I had blood clots that formed in both of my legs after surgery from not being able to move at home. Lovenox shots were ordered and I would be given them twice a day for my whole week stay. Before being discharged Jordan would learn how to give me the shots in my stomach and how to set up my med line for a home nurse to come give me my antibiotic to kill the infection because a pill antibiotic was not strong enough. For weeks I would go see different doctors, an infectious disease doctor to test my blood to make sure the antibiotics the home nurse gave me killed the E. coli infection for good. A blood clot doctor to check my INR every week (the thinness of my blood) and a urologist to see if my bladder would gain function back. Fingers crossed it did, but it’s so scary to have a catheter taken out and then fill a syringe with water and then shoot it into your urethra so they can measure how much you can pee back out, and that will determine whether or not you can have your catheter taken out or not. Looking back at this story I realize I am so strong.

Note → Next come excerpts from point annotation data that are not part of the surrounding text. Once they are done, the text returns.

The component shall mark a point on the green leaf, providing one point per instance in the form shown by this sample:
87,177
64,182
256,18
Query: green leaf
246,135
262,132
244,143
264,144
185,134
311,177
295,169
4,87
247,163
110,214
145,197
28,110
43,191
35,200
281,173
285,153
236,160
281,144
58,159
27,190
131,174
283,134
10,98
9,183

I really did get super sick after giving birth to a baby and come out on the other side. I was amazingly lucky to have such a strong and supportive partner so our baby could thrive while I healed. Doctor neglect is a real thing and real women like me suffer the consequences of them not doing their job and not caring about the mother once the baby is born. I will say though, I am incredibly thankful for the staff in the NICU at Truman the year Sawyer was born. Because of them he is healthy and thriving and was my motivation of healing and being strong. I’ve learned that pregnancy isn’t all rainbows and butterflies – sometimes it can be really hard, scary, and traumatic. I’ve come to the realization that C-sections don’t make you less of a mother; if anything they make you stronger. And I don’t mean that in a negative way, but us mothers went down a road less traveled, a road filled with fear and sacrificing our birth plans or lack thereof out the window. To bravely lay down and be sliced in half to have our babies taken out to have a safe chance at life. To wake up in the hospital with a wound so fresh and place our sweet baby on top of it and try to breastfeed them and feel our uterus contract again. To go home and be told not to drive, not to lift, to take it easy but sometimes you don’t have all the people around you really need for that. To see your wound for the first time, the gauze, the blood, the scar, the PP stomach you didn’t think would look so crazy and you pray it doesn’t stay forever. The belly binder you have to wear because you feel like your insides are going to fall out if you walk too long. And then just like that your baby is two months old and the hell I just described doesn’t matter because Christmas Eve came and you celebrated your baby’s first Christmas. After Christmas you got your catheter out. At two months you didn’t have to go see the infectious disease and urologist anymore because your bladder woke up and your blood was healthy. At six months they cleared me of blood clots and took me off my blood thinners and I got to grow along with my baby. I got to grow healthy and strong while watching Sawyer learn all his firsts, and for that I will be forever thankful. I came out on the other side to be one hell of a strong mother.